PlayAI and fal
Industry: Generative Voice AI
Use Case: High-volume text-to-speech (TTS) generation via inference
Results: Faster inference times, 28% lower latency
PlayAI develops foundational voice models that power cutting-edge text-to-speech (TTS) experiences. Their mission is to help businesses and developers quickly integrate lifelike TTS capabilities into applications ranging from content creation and consumer apps, to voice agents and customer support applications, where reliability and low latency are paramount.
Challenge: PlayAI wanted to provide users with faster text-to-speech results while scaling inference capacity
Generative voice models are large and computationally intensive, often causing high latency during inference. With growing user demand for instant, natural-sounding TTS, PlayAI faced four main challenges:
- Latency-Sensitive Workloads: Play AI's voice agent and customer support customers require near-instant audio responses, with sub-300 ms latency essential to maintaining a good user experience.
- Demand for Rapid Model Release Cycles: To stay ahead of market needs, PlayAI needed to quickly roll out new or updated TTS models without lengthy deployment processes.
- Scaling to meet demand: Not only was PlayAI growing quickly, but it experienced large swings in demand as different countries based on time of day, and customers onboarded. PlayAI needed a partner who could manage volume spikes automatically.
- More Efficient Fine-Tuning: To address diverse use cases and languages, PlayAI needed an infrastructure that supports rapid and cost-effective fine-tuning.
PlayAI sought an infrastructure partner with a track record of accelerating inference, handling volume spikes and streamlining fine-tuning while maintaining the highest standards for reliability and voice fidelity.
Partnering with fal
PlayAI onboarded fal in less than a week with minimal code changes thanks to fal's managed GPU infrastructure and comprehensive monitoring solutions. By integrating fal's high-performance inference pipeline, PlayAI achieved:
-
Distributed Global GPU Network fal optimizes TTS requests by routing them to the nearest GPU locations, minimizing latency for users worldwide and ensuring consistently rapid audio generation with high-quality service.
-
Rapid Model Releases With fal's streamlined deployment processes, PlayAI two three new voice models in quick succession—reducing time to market and making updates available to developers.
-
Accelerated Inference fal's platform delivers faster inference while preserving the quality of generated voices.
-
Seamless scaling based on demand fal's platform automatically scales compute resources on-demand in less than a second, allowing a high availability at a flexible cost.
-
Efficient Fine-Tuning fal's platform dramatically reduces iteration cycles for advanced TTS fine-tuning.
Outcome: PlayAI's TTS models resulted in 28% lower latency
- 28% Lower latency: Users benefit from near-instant voice generation, significantly boosting satisfaction and engagement.
- Supported >25% month over month user growth: Delivering rapid, high-fidelity TTS attracted new customers and broadened PlayAI's user base.
- 120 ms average latency (Time to First Audio) for PlayAI's 3.0 mini model: Even under a 3x traffic spike, fal's region-aware architecture helped maintain sub 150ms latency, keeping PlayAI's services responsive at peak load.
"Working with fal has completely transformed our text-to-speech infrastructure.

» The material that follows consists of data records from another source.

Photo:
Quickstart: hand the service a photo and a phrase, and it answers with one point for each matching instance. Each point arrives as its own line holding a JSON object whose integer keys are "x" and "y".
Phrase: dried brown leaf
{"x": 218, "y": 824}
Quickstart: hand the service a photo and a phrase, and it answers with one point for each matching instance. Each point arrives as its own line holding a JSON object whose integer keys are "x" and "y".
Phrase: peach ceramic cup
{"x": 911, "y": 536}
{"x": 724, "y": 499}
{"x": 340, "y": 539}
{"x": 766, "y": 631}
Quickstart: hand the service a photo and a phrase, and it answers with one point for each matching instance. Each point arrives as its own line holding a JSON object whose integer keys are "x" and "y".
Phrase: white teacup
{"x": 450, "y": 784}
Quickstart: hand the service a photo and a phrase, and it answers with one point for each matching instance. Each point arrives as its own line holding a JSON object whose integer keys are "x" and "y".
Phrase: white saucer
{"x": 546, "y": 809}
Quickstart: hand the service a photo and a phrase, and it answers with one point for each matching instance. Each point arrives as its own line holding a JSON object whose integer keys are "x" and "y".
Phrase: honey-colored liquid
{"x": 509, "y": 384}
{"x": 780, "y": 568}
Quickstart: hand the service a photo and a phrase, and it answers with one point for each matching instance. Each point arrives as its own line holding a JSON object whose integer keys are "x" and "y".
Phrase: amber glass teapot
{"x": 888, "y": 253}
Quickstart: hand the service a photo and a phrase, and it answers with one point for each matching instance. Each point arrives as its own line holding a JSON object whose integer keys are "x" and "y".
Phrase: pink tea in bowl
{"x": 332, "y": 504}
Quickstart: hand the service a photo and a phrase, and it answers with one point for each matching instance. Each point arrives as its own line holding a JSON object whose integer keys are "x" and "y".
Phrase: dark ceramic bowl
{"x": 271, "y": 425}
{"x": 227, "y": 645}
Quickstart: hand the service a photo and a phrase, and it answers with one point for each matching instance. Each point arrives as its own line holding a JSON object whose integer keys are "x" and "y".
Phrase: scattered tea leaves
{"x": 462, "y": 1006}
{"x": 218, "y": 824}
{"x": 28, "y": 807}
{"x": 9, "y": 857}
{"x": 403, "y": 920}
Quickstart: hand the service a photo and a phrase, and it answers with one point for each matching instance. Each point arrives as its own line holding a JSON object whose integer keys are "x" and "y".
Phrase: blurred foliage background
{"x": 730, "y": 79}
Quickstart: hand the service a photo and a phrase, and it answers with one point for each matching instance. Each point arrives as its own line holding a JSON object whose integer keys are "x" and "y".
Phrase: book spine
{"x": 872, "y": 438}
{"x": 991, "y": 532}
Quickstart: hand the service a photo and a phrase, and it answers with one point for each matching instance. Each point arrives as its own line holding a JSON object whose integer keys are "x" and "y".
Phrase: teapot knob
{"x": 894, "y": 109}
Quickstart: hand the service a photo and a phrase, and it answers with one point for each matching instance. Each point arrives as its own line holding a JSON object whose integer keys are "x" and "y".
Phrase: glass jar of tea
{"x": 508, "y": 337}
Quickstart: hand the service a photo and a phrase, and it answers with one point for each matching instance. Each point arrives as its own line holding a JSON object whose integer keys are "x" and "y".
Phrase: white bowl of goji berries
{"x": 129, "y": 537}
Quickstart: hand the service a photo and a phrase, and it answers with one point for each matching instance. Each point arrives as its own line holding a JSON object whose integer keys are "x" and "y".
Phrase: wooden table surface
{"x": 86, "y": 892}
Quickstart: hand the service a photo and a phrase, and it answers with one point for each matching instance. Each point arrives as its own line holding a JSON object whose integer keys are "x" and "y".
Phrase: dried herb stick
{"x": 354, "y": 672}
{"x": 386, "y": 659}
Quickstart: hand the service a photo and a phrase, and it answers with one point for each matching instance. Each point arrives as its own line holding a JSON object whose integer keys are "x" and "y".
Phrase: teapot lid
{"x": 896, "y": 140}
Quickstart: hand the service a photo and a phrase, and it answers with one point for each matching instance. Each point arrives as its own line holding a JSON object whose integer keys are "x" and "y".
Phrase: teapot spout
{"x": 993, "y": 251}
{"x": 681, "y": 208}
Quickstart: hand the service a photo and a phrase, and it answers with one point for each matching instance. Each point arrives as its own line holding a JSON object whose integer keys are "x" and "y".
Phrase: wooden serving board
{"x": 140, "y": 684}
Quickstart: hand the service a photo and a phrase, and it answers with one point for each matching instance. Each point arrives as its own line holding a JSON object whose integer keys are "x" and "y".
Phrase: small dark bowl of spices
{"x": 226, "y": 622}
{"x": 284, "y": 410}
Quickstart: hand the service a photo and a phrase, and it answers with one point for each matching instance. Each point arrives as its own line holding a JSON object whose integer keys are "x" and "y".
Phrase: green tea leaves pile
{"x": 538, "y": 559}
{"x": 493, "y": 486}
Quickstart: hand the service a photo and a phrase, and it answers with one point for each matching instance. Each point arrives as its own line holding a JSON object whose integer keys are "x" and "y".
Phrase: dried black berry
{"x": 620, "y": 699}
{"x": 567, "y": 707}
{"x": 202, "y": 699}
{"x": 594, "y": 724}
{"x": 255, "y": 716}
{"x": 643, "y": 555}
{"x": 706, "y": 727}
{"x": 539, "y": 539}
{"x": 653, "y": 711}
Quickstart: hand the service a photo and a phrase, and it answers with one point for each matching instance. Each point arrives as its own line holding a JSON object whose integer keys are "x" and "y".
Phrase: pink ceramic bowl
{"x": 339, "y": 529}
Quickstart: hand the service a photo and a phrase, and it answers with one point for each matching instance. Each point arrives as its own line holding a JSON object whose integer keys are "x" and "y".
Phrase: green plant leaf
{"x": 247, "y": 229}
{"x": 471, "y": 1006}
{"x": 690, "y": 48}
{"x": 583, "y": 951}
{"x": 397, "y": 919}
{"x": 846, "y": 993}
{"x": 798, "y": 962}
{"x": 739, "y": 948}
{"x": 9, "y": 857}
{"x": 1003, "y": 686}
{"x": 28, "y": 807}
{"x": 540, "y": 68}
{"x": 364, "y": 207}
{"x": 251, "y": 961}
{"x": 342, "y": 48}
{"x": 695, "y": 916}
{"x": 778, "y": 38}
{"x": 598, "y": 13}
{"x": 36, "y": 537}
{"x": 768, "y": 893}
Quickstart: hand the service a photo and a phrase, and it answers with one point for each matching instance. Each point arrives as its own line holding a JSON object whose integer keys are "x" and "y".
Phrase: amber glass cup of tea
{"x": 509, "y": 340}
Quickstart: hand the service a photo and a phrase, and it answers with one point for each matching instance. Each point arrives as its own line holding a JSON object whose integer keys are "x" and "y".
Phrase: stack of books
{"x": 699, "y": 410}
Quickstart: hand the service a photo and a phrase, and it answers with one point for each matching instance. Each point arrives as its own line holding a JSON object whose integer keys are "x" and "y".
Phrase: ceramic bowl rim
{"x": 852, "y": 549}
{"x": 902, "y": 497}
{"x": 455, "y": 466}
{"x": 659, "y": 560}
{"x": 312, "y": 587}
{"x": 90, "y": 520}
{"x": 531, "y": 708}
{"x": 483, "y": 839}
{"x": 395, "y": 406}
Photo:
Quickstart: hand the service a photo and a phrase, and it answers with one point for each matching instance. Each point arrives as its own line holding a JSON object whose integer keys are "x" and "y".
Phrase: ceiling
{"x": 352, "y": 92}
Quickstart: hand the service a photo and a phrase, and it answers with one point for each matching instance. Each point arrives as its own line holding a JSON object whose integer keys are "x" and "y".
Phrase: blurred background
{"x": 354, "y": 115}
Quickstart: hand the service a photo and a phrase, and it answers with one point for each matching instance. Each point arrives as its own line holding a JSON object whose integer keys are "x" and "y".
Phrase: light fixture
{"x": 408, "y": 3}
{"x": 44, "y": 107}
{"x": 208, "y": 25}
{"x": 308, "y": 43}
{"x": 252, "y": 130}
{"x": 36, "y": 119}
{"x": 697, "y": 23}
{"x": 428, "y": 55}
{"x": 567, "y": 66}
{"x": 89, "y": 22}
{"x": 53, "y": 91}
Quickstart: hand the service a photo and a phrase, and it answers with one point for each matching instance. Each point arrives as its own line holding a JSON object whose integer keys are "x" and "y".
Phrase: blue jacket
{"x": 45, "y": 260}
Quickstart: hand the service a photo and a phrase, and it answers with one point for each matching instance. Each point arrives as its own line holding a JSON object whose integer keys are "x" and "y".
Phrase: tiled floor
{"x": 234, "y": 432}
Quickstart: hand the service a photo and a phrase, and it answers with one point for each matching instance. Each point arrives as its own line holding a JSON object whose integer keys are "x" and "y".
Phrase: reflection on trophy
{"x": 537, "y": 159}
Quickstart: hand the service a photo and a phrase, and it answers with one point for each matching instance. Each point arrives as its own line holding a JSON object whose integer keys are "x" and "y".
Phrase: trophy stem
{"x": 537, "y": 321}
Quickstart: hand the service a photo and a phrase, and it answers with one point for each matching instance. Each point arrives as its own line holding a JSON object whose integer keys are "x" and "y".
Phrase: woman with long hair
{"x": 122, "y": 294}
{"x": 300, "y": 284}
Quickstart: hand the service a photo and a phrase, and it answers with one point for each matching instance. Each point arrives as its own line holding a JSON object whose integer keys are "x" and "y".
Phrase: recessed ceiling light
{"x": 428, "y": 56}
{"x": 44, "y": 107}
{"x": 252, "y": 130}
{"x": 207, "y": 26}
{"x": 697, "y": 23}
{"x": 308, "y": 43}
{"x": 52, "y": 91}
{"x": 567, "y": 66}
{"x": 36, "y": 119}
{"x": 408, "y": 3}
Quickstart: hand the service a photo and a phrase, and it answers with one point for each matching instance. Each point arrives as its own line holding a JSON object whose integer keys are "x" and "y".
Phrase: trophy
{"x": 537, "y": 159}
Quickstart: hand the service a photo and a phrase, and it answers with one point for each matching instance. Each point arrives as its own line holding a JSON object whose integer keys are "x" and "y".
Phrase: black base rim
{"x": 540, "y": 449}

Our customers love the near-instant voice responses, we can scale globally, and the fine-tuning speed is unmatched. We're excited to expand our partnership and push the boundaries of generative voice AI."
— Mahmoud Felfel, CEO of PlayAI
this voice was cloned using PlayAI on fal
Building on this success, PlayAI plans to further leverage fal's infrastructure for next-generation voice models. As user demands evolve, fal remains a trusted partner to optimize performance and scale seamlessly, ensuring PlayAI continues to set the standard in generative voice AI.